A decisão prenuncia uma luta difícil para as empresas que trabalham com profissionais independentes, não apenas legalmente, mas em seus esforços para conseguir apoio de seus próprios não-funcionários. Essas empresas tentaram estabelecer uma falsa correlação entre status de contratado e flexibilidade no trabalho, com a esperança de que a perda dessa flexibilidade possa convencer os trabalhadores baseados em aplicativos na Califórnia a se oporem à AB5.
Mas, na decisão de segunda-feira, a juíza Gee afirmou que “as evidências apresentadas pelos autores indicam que, segundo estudos acadêmicos, ‘a maioria dos trabalhadores não valoriza a flexibilidade de expediente’ e apenas uma ‘parcela substancial’ – por inferência, menos que a maioria – ‘está disposta a desistir de uma grande parte de seus ganhos para evitar a discrição do empregador no estabelecimento de horários’”. Gee acrescentou que “dos 395.000 ou mais motoristas da Uber e/ou Postmates, uma maioria pode ser favorável – ou pelo menos neutra – à aplicação da AB5 à sua classificação de trabalho.
A Uber, naturalmente, está levando as coisas de uma forma bastante difícil. “Os legisladores estaduais tiveram a oportunidade de expandir os benefícios para centenas de milhares de trabalhadores independentes na Califórnia, um passo que a Uber tem defendido e que outros estados já deram.
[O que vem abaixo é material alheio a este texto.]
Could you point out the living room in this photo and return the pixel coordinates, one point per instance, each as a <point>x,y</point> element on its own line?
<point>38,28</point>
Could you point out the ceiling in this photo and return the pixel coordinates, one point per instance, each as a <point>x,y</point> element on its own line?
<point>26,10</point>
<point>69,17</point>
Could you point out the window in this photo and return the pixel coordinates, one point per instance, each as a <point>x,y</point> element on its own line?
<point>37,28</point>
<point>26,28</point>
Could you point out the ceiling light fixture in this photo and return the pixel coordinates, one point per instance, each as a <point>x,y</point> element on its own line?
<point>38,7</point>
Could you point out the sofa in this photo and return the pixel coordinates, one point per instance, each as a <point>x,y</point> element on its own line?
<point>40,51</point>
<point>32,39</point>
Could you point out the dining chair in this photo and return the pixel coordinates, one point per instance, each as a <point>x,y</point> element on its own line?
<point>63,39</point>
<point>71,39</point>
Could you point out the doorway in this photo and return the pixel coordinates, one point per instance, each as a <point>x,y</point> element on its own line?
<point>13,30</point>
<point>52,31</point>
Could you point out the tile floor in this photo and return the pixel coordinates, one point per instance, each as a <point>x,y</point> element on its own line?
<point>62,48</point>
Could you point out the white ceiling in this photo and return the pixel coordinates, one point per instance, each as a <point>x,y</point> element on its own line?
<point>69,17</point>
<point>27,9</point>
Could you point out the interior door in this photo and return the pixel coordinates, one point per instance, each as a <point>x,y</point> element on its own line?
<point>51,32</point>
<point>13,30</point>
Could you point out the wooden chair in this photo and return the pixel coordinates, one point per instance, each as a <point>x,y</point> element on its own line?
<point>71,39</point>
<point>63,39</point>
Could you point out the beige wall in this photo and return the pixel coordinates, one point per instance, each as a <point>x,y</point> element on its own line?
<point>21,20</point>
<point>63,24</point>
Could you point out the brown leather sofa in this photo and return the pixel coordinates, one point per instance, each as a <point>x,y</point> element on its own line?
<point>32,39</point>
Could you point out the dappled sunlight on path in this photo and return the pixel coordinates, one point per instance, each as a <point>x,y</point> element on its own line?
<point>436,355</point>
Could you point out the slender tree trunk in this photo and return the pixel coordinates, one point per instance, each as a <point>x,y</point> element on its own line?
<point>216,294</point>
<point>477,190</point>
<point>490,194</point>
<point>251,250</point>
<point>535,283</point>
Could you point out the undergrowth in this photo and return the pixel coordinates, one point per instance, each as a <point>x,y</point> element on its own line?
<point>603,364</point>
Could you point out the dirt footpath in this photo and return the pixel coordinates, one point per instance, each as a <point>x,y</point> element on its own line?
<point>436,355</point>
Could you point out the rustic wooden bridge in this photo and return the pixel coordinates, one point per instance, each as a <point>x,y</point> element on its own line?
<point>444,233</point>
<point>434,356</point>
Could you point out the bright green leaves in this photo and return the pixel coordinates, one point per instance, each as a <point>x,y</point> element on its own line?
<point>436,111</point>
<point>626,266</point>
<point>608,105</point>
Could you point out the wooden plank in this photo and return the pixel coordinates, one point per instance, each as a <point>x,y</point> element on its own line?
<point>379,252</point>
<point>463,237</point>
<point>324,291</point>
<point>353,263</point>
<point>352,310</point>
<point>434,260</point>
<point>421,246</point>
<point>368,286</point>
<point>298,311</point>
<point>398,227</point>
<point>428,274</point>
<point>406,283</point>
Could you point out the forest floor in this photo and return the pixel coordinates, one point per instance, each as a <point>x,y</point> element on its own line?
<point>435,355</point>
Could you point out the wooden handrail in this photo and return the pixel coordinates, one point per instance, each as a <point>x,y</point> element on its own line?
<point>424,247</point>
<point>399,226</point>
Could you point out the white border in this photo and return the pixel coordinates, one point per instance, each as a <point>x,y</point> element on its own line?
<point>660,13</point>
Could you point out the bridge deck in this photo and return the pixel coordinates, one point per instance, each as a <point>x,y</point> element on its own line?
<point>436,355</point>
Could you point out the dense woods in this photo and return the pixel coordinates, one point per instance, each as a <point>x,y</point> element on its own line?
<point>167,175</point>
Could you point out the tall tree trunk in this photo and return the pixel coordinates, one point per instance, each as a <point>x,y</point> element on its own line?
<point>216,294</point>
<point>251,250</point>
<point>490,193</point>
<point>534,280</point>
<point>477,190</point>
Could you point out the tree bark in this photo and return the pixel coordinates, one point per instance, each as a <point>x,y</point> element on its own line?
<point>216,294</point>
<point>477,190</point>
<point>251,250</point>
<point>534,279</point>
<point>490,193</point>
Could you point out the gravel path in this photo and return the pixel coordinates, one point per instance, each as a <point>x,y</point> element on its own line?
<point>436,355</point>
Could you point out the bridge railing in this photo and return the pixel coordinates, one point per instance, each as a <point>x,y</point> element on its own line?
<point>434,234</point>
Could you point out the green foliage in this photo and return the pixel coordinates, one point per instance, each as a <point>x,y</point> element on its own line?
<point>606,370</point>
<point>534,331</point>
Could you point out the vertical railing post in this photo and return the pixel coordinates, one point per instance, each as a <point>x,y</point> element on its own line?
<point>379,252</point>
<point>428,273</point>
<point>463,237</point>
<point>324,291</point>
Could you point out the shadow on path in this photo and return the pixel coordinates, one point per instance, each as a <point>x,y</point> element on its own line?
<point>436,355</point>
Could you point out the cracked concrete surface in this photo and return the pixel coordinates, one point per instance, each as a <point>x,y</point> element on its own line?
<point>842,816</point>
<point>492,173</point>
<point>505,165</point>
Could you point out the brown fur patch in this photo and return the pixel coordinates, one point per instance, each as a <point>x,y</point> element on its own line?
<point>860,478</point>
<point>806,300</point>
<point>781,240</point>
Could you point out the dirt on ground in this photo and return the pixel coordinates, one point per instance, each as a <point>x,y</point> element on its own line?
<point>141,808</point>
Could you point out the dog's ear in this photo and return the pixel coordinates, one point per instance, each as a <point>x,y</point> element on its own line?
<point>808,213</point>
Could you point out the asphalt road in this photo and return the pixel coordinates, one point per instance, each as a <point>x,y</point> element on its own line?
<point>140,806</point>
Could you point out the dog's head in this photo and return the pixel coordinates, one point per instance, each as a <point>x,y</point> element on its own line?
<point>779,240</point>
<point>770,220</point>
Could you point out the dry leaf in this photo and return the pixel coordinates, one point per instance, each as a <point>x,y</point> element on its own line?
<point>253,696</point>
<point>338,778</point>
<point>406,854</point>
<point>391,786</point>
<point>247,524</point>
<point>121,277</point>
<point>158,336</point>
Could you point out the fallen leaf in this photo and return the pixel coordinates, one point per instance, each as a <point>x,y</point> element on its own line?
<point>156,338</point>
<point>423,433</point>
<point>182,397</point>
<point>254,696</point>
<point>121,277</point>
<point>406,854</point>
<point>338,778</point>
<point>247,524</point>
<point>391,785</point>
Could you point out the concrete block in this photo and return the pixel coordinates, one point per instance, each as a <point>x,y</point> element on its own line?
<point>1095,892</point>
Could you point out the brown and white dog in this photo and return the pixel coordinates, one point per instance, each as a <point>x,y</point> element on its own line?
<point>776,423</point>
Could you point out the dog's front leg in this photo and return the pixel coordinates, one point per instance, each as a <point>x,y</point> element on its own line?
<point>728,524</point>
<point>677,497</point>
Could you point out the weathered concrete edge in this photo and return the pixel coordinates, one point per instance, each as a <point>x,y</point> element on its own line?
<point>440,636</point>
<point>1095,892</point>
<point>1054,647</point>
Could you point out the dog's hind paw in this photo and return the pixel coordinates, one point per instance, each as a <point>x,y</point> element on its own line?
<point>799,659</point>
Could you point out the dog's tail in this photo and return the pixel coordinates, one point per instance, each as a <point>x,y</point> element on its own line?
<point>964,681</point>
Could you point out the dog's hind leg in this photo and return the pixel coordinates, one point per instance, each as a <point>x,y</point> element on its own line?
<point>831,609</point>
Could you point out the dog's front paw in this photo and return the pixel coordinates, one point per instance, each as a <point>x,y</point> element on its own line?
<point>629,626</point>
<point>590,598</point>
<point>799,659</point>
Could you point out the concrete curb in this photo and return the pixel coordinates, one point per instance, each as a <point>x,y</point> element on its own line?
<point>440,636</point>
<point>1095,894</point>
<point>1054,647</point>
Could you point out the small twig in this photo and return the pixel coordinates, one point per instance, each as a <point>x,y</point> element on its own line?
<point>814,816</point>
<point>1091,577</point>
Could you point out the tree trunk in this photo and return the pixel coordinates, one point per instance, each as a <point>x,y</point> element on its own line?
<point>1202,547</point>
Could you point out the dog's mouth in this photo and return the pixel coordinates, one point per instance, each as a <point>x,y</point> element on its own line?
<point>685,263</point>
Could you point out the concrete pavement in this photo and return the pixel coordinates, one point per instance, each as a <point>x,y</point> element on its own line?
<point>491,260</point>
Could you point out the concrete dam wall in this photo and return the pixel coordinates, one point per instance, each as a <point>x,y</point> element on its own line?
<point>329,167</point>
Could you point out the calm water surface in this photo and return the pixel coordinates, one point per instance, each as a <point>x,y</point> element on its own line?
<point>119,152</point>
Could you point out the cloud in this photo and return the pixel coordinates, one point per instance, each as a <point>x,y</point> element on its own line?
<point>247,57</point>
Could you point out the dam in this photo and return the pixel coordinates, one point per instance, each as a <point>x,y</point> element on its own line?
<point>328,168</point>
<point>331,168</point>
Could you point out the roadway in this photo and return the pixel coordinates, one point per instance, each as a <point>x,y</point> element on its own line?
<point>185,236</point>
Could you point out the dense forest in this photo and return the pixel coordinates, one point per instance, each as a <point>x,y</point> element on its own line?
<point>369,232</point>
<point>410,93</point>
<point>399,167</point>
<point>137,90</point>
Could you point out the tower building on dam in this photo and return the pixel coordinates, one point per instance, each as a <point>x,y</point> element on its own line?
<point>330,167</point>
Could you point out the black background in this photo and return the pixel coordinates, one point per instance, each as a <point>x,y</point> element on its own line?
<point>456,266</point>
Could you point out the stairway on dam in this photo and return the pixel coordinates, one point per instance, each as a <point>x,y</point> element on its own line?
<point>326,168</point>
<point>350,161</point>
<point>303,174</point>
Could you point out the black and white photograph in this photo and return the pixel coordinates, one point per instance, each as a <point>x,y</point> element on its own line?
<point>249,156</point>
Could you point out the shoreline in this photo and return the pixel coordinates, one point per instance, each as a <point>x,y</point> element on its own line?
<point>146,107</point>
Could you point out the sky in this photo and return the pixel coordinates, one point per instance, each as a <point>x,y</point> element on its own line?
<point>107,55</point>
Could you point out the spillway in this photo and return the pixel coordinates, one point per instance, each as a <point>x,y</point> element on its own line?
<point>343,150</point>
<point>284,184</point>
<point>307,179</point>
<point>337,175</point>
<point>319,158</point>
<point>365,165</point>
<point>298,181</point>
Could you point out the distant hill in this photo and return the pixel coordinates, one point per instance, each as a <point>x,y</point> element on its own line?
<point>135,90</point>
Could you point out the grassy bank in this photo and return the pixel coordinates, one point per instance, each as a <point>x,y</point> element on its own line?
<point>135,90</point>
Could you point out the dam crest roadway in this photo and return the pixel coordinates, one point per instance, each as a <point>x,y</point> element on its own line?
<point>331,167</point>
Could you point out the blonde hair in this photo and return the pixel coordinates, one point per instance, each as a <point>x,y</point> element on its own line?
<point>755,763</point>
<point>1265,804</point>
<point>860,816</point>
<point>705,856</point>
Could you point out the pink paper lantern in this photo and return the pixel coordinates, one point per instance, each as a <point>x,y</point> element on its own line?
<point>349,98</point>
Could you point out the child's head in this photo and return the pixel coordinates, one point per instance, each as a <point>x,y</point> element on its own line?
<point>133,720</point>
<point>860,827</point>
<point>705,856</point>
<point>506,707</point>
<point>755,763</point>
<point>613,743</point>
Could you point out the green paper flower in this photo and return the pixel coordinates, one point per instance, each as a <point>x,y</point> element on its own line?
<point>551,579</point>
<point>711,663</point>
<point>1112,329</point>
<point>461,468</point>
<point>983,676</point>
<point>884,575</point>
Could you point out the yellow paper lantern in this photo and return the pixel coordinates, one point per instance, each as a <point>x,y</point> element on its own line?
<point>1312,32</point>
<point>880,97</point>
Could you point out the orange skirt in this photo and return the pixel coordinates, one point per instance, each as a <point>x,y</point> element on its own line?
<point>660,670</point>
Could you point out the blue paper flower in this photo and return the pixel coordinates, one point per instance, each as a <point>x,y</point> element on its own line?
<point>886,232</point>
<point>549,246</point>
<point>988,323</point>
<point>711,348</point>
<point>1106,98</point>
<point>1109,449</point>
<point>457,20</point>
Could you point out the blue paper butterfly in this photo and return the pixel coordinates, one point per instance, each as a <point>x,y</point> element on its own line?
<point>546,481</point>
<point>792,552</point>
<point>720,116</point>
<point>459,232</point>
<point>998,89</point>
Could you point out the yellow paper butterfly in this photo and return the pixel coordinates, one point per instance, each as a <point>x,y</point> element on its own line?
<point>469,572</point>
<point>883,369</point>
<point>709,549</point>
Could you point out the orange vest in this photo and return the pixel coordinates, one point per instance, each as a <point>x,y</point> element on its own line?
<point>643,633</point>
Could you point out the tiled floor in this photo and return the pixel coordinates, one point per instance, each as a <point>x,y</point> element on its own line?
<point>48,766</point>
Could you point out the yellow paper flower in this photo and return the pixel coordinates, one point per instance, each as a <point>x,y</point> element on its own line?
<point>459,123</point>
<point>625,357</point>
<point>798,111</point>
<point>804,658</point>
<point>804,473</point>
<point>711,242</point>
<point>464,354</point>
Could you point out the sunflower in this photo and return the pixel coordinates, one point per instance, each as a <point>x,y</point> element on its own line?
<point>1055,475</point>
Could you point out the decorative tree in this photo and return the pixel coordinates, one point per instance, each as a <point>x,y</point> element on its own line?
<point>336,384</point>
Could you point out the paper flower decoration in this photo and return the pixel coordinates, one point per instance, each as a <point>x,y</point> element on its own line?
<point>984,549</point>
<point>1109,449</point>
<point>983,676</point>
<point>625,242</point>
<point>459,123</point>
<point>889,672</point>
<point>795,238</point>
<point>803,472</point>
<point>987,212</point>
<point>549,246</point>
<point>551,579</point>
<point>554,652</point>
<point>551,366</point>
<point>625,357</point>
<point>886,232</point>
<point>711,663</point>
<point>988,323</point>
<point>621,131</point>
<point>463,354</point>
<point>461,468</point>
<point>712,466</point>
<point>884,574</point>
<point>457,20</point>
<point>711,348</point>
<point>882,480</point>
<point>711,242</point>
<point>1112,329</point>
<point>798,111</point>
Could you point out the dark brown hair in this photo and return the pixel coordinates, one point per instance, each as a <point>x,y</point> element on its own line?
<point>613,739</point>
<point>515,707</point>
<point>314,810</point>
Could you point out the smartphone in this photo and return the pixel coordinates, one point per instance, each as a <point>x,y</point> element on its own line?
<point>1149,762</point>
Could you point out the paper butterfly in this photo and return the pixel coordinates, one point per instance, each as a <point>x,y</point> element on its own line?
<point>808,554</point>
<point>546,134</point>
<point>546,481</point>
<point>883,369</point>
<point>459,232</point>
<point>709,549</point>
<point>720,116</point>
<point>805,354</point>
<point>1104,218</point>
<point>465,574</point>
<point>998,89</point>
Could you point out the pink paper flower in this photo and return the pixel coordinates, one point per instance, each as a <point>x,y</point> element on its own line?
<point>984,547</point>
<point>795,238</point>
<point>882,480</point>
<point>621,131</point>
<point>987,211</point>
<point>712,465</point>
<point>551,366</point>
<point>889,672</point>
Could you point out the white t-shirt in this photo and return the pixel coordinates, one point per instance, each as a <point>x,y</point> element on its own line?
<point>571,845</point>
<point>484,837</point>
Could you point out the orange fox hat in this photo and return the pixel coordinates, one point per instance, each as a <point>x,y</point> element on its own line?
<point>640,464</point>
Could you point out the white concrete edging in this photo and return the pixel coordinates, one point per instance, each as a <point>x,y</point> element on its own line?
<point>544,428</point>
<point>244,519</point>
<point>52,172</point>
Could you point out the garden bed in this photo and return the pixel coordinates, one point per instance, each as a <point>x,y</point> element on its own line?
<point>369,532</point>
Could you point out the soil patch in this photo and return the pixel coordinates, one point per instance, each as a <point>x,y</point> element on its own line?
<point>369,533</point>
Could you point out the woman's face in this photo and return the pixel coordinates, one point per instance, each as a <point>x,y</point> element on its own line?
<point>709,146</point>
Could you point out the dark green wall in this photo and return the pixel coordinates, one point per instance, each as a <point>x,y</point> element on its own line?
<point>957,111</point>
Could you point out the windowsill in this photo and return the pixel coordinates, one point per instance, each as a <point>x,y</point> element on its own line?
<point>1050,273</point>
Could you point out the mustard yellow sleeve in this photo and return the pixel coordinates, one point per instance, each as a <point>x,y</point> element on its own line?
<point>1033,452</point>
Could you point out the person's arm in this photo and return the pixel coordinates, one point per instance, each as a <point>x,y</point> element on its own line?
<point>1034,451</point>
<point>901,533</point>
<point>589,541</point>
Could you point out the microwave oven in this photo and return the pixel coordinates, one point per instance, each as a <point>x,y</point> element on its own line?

Em vez disso, eles aprovaram a AB5 usando um processo tendencioso e abertamente político que ignorou as vozes dos trabalhadores mais afetados pela lei e concedeu tratamento preferencial a um grupo arbitrário de indústrias”, escreveu um porta-voz da Uber. “Estamos nos unindo a um grupo crescente de empresas e indivíduos para garantir que todos os trabalhadores sejam igualmente protegidos pela lei e possam escolher livremente a maneira como desejam trabalhar”.
Até agora, Uber, Lyft, Postmates e outros ajudaram a financiar grupos afiliados, como as coalizões Sou Independente e Protegemos Motoristas e Serviços baseados em Aplicativos. Além de organizar contra-protestos e pagar pela retaliação da mídia, as empresas pretendem desafiar a AB5 por meio de uma votação estadual em novembro deste ano, que eles esperam que revogue a lei completamente.
O Postmates considerou a decisão uma “decepção” e enfatizou que tem a opção de apelar. Em uma declaração, a empresa acrescentou: “Como testemunhado por caminhoneiros, jornalistas freelancers e inúmeras outras ocupações, a AB5 está prejudicando os trabalhadores em toda a economia, e o Postmates permanece comprometido com a modernização da classificação e proteção dos trabalhadores e vê nossa conversa com eleitores, nossa conversa legal com motoristas e nosso alcance contínuo a todos stakeholders como peças críticas para uma solução duradoura, pró-trabalhador e pró-inovação, que preserve a flexibilidade e a autonomia dos trabalhadores da Califórnia e, ao mesmo tempo, traga benefícios significativos”.
“É errado ter milhares de motoristas nas ruas todos os dias que não têm dinheiro para procurar um médico ou colocar comida na mesa”, escreveu Shona Clarkson, organizadora do Gig Workers Rising. “Estamos pedindo a nossas agências de execução para forçar a Uber a obedecer à lei. Os motoristas não vão parar de se organizar até obterem salários, benefícios e uma voz no trabalho”.